As this document describes a security protocol, many aspects of security interest are described in the relevant sections. This section points out issues which may not be obvious in other sections.

Cache Validation: In order for a collection of caches as described in Section 11 to guarantee a consistent view, they need to be given consistent trust anchors to use in their internal validation process. Distribution of a consistent trust anchor is assumed to be out of band.

Cache Peer Identification: The router initiates a transport connection to a cache, which it identifies by either IP address or fully qualified domain name. Be aware that a DNS or address spoofing attack could make the correct cache unreachable. No session would be established, as the authorization keys would not match.

Transport Security: The RPKI relies on object, not server or transport, trust. That is, the IANA root trust anchor is distributed to all caches through some out-of-band means and can then be used by each cache to validate certificates and ROAs all the way down the tree. The inter-cache relationships are based on this object security model; hence, the inter-cache transport can be lightly protected.

However, this protocol document assumes that the routers cannot do the validation cryptography. Hence, the last link, from cache to router, is secured by server authentication and transport-level security. This is dangerous, as server authentication and transport have very different threat models than object security.

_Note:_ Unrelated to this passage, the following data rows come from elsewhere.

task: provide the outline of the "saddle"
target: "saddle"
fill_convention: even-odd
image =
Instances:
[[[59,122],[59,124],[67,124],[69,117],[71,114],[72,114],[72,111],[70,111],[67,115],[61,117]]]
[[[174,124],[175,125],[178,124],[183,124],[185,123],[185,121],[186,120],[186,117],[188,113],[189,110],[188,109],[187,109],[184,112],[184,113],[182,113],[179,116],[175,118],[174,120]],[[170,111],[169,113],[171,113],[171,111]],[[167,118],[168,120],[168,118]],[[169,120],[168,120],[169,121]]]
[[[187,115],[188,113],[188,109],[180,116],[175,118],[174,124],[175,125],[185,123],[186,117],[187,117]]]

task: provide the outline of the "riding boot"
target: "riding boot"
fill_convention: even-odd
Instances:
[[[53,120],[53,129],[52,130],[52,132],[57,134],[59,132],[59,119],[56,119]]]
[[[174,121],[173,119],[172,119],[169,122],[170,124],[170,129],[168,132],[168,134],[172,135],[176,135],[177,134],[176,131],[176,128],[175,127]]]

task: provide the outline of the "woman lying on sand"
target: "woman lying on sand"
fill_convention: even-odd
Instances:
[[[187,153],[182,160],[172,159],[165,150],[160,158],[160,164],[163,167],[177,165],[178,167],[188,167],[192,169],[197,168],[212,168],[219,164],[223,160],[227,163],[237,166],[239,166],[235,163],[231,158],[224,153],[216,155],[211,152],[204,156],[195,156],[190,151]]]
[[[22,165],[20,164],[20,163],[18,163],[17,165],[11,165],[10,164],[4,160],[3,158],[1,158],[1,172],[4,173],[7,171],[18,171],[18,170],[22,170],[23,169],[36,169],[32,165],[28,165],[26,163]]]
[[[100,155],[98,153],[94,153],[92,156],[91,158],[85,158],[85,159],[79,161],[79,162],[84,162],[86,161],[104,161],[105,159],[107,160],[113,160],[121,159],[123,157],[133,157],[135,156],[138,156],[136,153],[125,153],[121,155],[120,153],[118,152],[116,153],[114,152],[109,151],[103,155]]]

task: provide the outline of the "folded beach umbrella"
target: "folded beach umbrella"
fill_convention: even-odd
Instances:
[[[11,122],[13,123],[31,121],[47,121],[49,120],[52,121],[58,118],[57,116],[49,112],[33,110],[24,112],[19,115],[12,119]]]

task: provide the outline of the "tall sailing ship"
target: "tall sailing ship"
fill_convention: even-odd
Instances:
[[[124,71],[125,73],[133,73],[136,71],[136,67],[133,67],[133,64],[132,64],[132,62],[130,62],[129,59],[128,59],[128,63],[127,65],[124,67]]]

So the strength of the trust relationship and the transport between the router(s) and the cache(s) are critical. You're betting your routing on this.

While we cannot say the cache must be on the same LAN, if only due to the issue of an enterprise wanting to offload the cache task to their upstream ISP(s), locality, trust, and control are very critical issues here. The cache(s) really SHOULD be as close, in the sense of controlled and protected (against DDoS, MITM) transport, to the router(s) as possible. It also SHOULD be topologically close so that a minimum of validated routing data are needed to bootstrap a router's access to a cache.

The identity of the cache server SHOULD be verified and authenticated by the router client, and vice versa, before any data are exchanged.

Transports which cannot provide the necessary authentication and integrity (see Section 9) must rely on network design and operational controls to provide protection against spoofing/corruption attacks. As pointed out in Section 9, TCP-AO is the long-term plan. Protocols which provide integrity and authenticity SHOULD be used, and if they cannot, i.e., TCP is used as the transport, the router and cache MUST be on the same trusted, controlled network.